The exercise comes at a time when concerns remain high over North Korea’s nuclear programme, although regional tension has eased in recent weeks, coinciding with the North’s participation in the Winter Olympics held in South Korea last month.
“This is a historic deployment. For the first time we take a marine stealth fighter F-35B. We pair it with a navy amphibious ship,” Rear Admiral Brad Cooper, commander of the US Navy’s Expeditionary Strike Group 7, told reporters.
“And together this represents what I believe is the most significant lead in war fighting capability of our life time...
It gives us more ability to underscore peace, security and stability in this region.”
During the training, an F-35B fighter took off after running just 100 metres or so on the deck, and when it came back with its jet engine roaring, the aircraft hovered over the ship once, and then began its slow, vertical descent.
It is capable of a vertical, as well as short takeoff.
In November, the United States deployed 16 F-35Bs to its Marine Corps base in Iwakuni, western Japan.

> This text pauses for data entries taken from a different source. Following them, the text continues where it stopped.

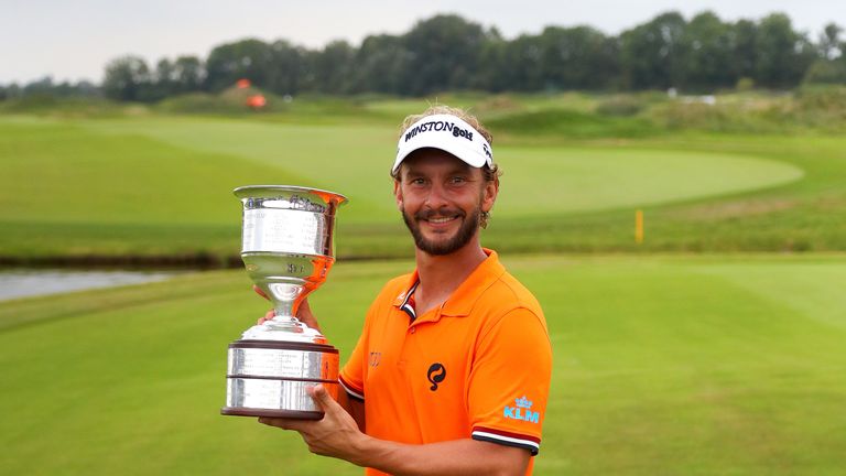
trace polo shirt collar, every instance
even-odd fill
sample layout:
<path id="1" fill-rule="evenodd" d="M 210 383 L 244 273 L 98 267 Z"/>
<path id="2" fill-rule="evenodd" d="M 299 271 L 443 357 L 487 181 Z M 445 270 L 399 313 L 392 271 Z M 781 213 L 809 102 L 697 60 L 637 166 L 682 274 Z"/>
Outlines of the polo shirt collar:
<path id="1" fill-rule="evenodd" d="M 441 309 L 441 315 L 468 315 L 481 293 L 506 272 L 506 268 L 499 262 L 499 256 L 496 251 L 488 248 L 482 248 L 482 250 L 488 257 L 473 270 L 470 275 L 446 300 Z M 393 301 L 395 307 L 402 306 L 408 301 L 409 294 L 414 292 L 419 281 L 420 275 L 415 269 L 409 277 L 409 281 L 403 288 L 404 291 Z"/>

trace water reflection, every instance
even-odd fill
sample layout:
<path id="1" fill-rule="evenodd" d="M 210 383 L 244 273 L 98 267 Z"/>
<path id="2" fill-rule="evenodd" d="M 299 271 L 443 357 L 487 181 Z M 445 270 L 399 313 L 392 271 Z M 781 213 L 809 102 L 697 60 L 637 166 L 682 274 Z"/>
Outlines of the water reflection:
<path id="1" fill-rule="evenodd" d="M 87 289 L 162 281 L 174 272 L 156 271 L 0 271 L 0 301 Z"/>

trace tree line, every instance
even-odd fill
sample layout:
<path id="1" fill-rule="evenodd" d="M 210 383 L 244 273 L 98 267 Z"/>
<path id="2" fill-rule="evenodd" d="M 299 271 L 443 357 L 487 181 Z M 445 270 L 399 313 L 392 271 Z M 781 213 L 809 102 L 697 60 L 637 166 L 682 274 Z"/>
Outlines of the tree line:
<path id="1" fill-rule="evenodd" d="M 117 100 L 152 102 L 217 93 L 241 78 L 279 95 L 789 89 L 803 82 L 846 84 L 842 33 L 829 23 L 814 40 L 794 30 L 782 13 L 726 22 L 705 11 L 690 21 L 677 12 L 662 13 L 619 35 L 590 26 L 547 26 L 506 40 L 496 28 L 436 15 L 404 34 L 367 36 L 358 46 L 334 41 L 308 50 L 285 40 L 248 39 L 218 45 L 205 60 L 165 57 L 154 66 L 128 55 L 106 65 L 99 91 Z M 89 84 L 52 85 L 45 78 L 24 88 L 0 86 L 0 98 L 51 86 L 90 93 Z"/>

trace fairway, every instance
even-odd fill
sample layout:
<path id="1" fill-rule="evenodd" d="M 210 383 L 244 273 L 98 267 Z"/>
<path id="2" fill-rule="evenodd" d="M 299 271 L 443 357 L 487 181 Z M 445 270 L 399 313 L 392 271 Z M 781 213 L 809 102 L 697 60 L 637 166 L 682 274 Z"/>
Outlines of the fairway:
<path id="1" fill-rule="evenodd" d="M 842 469 L 844 257 L 503 260 L 553 342 L 535 474 Z M 313 307 L 343 358 L 410 266 L 333 268 Z M 240 270 L 0 304 L 0 474 L 360 474 L 218 415 L 226 346 L 265 307 Z"/>
<path id="2" fill-rule="evenodd" d="M 0 119 L 0 256 L 229 256 L 237 249 L 239 223 L 231 190 L 261 183 L 347 195 L 350 204 L 339 215 L 340 255 L 402 256 L 404 241 L 397 238 L 403 231 L 388 176 L 394 140 L 393 128 L 382 123 Z M 538 236 L 563 244 L 552 249 L 567 249 L 572 245 L 556 238 L 560 231 L 527 230 L 525 223 L 554 229 L 570 217 L 593 214 L 605 217 L 606 228 L 628 227 L 637 207 L 711 203 L 802 184 L 805 167 L 815 166 L 793 155 L 695 149 L 663 142 L 625 149 L 496 145 L 505 171 L 495 209 L 499 232 L 513 236 L 517 249 Z M 813 183 L 821 183 L 817 177 Z M 691 236 L 685 227 L 674 225 Z M 630 244 L 628 231 L 601 232 Z"/>

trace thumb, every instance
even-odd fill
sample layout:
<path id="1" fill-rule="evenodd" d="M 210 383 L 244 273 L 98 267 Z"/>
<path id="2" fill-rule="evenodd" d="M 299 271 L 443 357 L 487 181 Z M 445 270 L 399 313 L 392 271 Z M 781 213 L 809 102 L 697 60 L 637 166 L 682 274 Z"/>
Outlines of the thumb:
<path id="1" fill-rule="evenodd" d="M 321 383 L 312 387 L 310 393 L 312 394 L 314 401 L 323 409 L 323 411 L 328 411 L 333 405 L 338 404 L 335 400 L 332 399 L 329 392 L 326 391 L 326 387 L 322 386 Z"/>

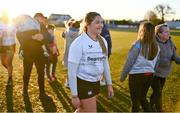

The refurbished Wasp moved to its base in Sasebo on Japan’s major southwestern island of Kyushu in January to replace the amphibious carrier that was deployed there.
While the US Air Force version of the F-35 is already flying from bases in Japan, the addition of the F-35B to replace ageing Harrier jump jets marks a significant upgrade to US marine force capability around the East China Sea, where China is also bolstering its military.
China already has one operational aircraft carrier, the second-hand Soviet-era Liaoning bought from Ukraine in 1998, and is carrying out tests on its first indigenously built carrier, launched last year and expected to enter service in 2020.